Well, I spent some time with ktrace, zsh, bash and Terminal. Sadly, the results aren’t terribly informative (so far).
First of all, I traced both bash and zsh exiting when ⌘-W was pressed. Neither was particularly interesting. There were no cleanups that one performed that the other did not.
Next, I traced Terminal (and its child processes) when starting up zsh. Twice. The first time everything worked, the second time everything broke. Now the trace makes the point of breakage plainly clear. The broken one gets stuck in a loop reading EOF from file descriptor 17, whereas the working one does not.

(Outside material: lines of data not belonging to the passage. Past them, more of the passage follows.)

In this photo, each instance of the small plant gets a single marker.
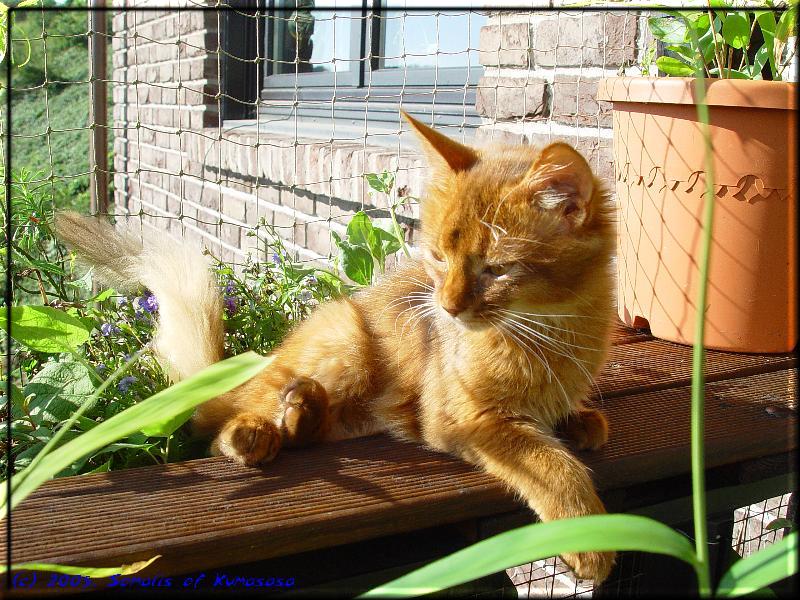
(727, 42)
(368, 242)
(69, 342)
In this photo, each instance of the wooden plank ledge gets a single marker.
(211, 513)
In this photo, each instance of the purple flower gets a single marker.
(148, 303)
(125, 383)
(107, 329)
(231, 305)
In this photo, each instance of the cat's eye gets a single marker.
(498, 269)
(436, 255)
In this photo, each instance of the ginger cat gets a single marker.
(483, 348)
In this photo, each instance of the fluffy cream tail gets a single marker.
(190, 330)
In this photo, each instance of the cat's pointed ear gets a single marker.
(440, 148)
(561, 179)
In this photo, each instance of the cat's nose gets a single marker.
(454, 310)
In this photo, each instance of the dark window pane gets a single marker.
(316, 40)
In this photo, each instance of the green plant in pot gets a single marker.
(660, 175)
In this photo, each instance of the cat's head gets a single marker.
(511, 227)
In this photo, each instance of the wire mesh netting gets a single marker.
(259, 130)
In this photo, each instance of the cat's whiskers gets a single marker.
(556, 346)
(409, 298)
(416, 304)
(573, 333)
(504, 334)
(543, 359)
(422, 284)
(504, 323)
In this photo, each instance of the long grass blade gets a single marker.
(93, 572)
(593, 533)
(213, 381)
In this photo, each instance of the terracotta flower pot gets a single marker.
(660, 182)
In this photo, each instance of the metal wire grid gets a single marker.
(190, 191)
(750, 532)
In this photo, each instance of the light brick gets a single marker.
(586, 39)
(575, 102)
(511, 97)
(504, 45)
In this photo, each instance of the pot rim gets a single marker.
(744, 93)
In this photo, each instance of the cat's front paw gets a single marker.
(248, 438)
(591, 565)
(587, 429)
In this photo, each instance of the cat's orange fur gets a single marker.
(483, 348)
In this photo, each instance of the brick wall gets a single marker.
(541, 72)
(184, 171)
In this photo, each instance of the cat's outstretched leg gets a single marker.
(586, 428)
(555, 484)
(320, 375)
(300, 418)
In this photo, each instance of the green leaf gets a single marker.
(731, 73)
(687, 53)
(93, 572)
(168, 427)
(46, 329)
(360, 231)
(533, 542)
(786, 24)
(58, 389)
(673, 66)
(736, 29)
(17, 400)
(768, 565)
(779, 524)
(759, 60)
(766, 21)
(357, 263)
(388, 240)
(84, 284)
(209, 383)
(669, 30)
(380, 183)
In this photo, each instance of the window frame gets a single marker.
(357, 92)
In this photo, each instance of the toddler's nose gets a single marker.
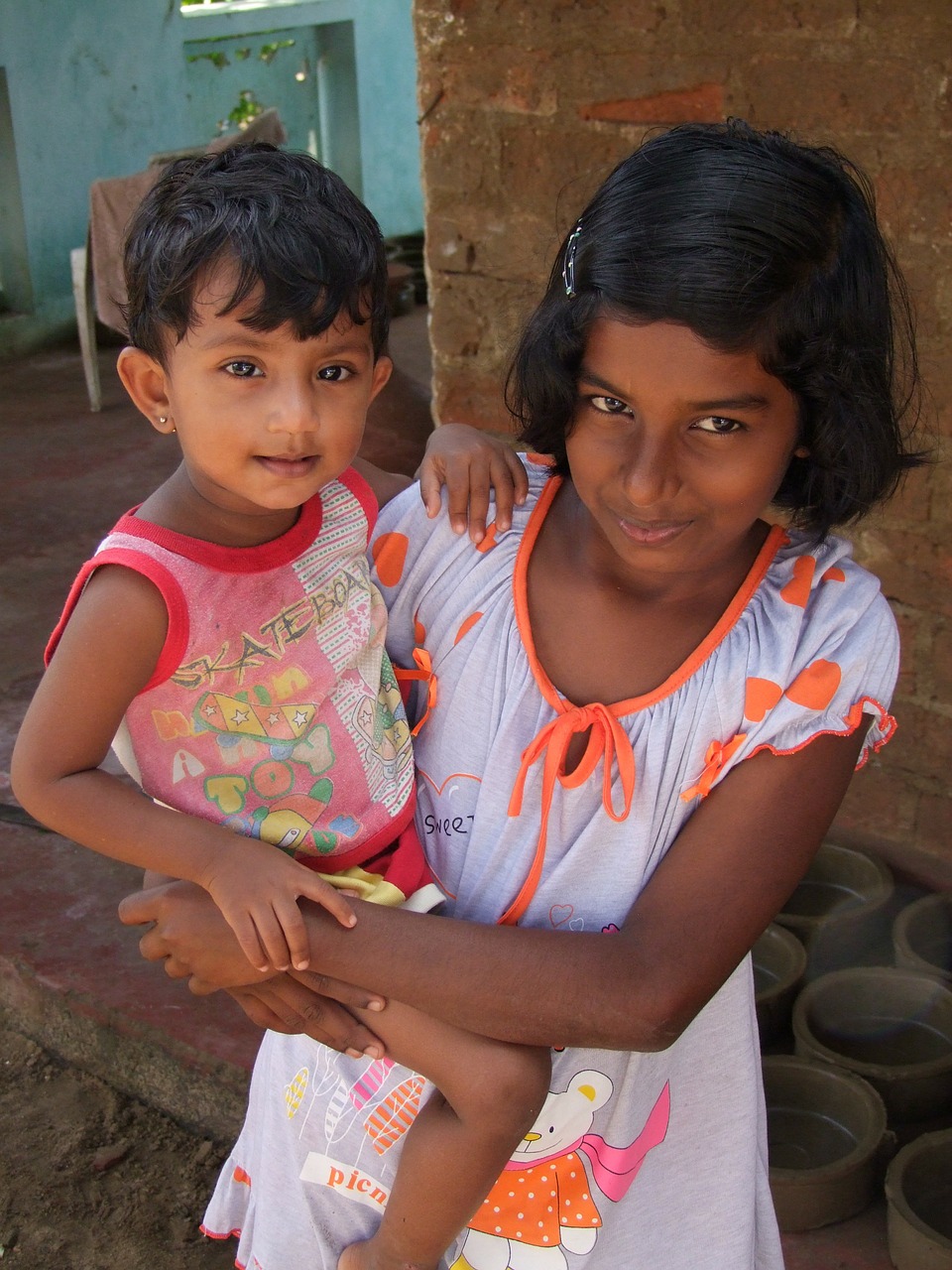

Looking back through the trace, file descriptor 17 is opened to /dev/ptyp4
. According to pty, that’s a master pseudo terminal. It’s opened inside the Terminal process itself, which then forks, dup2’s the master pty to fd 0 (stdin) and then exec’s /usr/libexec/pt_chown
(pt_chown source in FreeBSD should be similiar, judging by strings output).
We don’t see any output for pt_chown as it’s setuid root. But Terminal waits for it to finish, after it’s presumably corrected the ownership of the slave tty. Next, fd 18 is opened by Terminal as the slave tty4, Terminal forks and it’s then dup’d to stdin, stdout and stderr. fd 17 is then closed in that process and login is called.
At this point, Terminal’s got pty4 open, and login’s got tty4 and it’s basically a pipe between the two processes. Except that the kernel is making it look like a genuine 70’s era serial connection to the slave.
Anyway, it’s here that the two traces diverge (coming back to the original problem). The good session reads from the master pty, and then calls stat(2) on tty4. But it’s weird as the trace shows no return value for the read call. OTOH, the broken trace just shows a return value of EOF (0 bytes read) and loops around doing that for a few thousand times.
Funnily enough, the trace looks pretty much identical to that which would be produced by program 19.3 in Rich Steven’s APUE (best book I ever bought).
Sadly, it still hasn’t gotten me to the bottom of the problem. But I have refreshed my memory about how pseudo-terminals work. 🙂 I suspect that to make further progress, I’d have to run login under ktrace as well. I imagine that something is going wrong in there causing it to exit early, which is why the read in the parent returns EOF. Even then, I’m not sure if running it all as root would affect the outcome. Probably is my guess…
And no, I will not stop using zsh!
Update: A useful tip for debugging what your shell is doing at startup under osx. Add these lines to the top of ~/.zshrc
(or ~/.bashrc
if you’re a luddite 😉 ):
lsof -p $$ > ~/lsof.out.$$ ktrace -p $$ -f ~/ktrace.out.$$
This still doesn’t capture what’s going on in the parent process (login), but it does give you an idea of what the shell is getting up to.